Lenders and brokers getting involved in good causes is nothing new. Homeloans Ltd recently announced support for the ‘Buying Time’ breast cancer campaign, and a number of the large banks pledged sums for disaster relief in cyclone-hit Vanuatu. But proving consistent charitable aims over the lifetime of a loan – which could be decades – is more difficult in a charitable environment of constantly changing fashions.

Perhaps ethical finance lies in ownership and corporate governance, rather than charitable initiatives. Credit unions would argue they’ve been doing ‘ethical finance’ at a local level for years, and furthermore, because they’re owned by their members, they need to appear responsive, unlike larger companies dealing with anonymous profit-focused shareholders. Of course, credit unions still finance a tiny fraction of loans and thus have limited influence.

Divestment

‘Divestment’, ie ending investment in certain companies, is becoming a “global trend”, according to Shane Oliver, head of investment strategy at AMP Capital Market. He told the ABC that divestment was “a choice, and the choice is along the lines that fossil fuel is dangerous to the environment, causing global warming in the longer term”.

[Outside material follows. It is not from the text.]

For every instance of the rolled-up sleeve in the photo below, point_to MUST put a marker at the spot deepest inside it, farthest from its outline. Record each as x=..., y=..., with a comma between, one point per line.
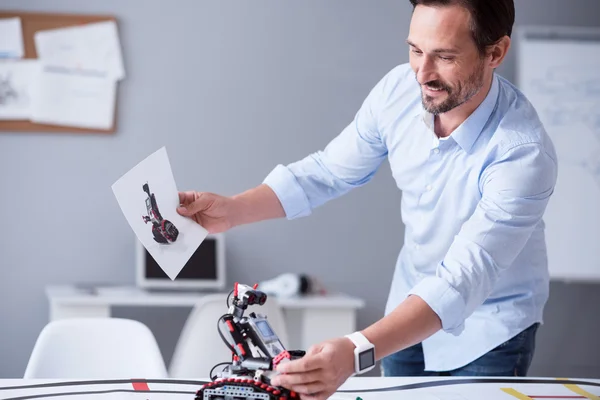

In the UK the Guardian newspaper, which also operates in Australia, has called for two major charitable foundations to pull their money out of fossil-fuel companies, and the Bank of England has warned about the dangers that “investments in fossil fuels … may take a huge hit” because of regulations. Back in Australia, the University of Sydney declared in February that fossil fuel divestment would play a role in reducing its carbon footprint.

Lenders and brokers

Some lenders have proactively changed their investment criteria. Bendigo and Adelaide Bank doesn’t lend to companies that focus on exploration, mining, manufacture or export of thermal coal or coal seam gas, according to third party general manager Damian Percy. “We have found over recent times that our position on environmental sustainability resonates with many customers and, unsurprisingly, brokers themselves. That is, they are concerned about the environment and are looking to take practical steps to minimise the harm they do or might indirectly facilitate.”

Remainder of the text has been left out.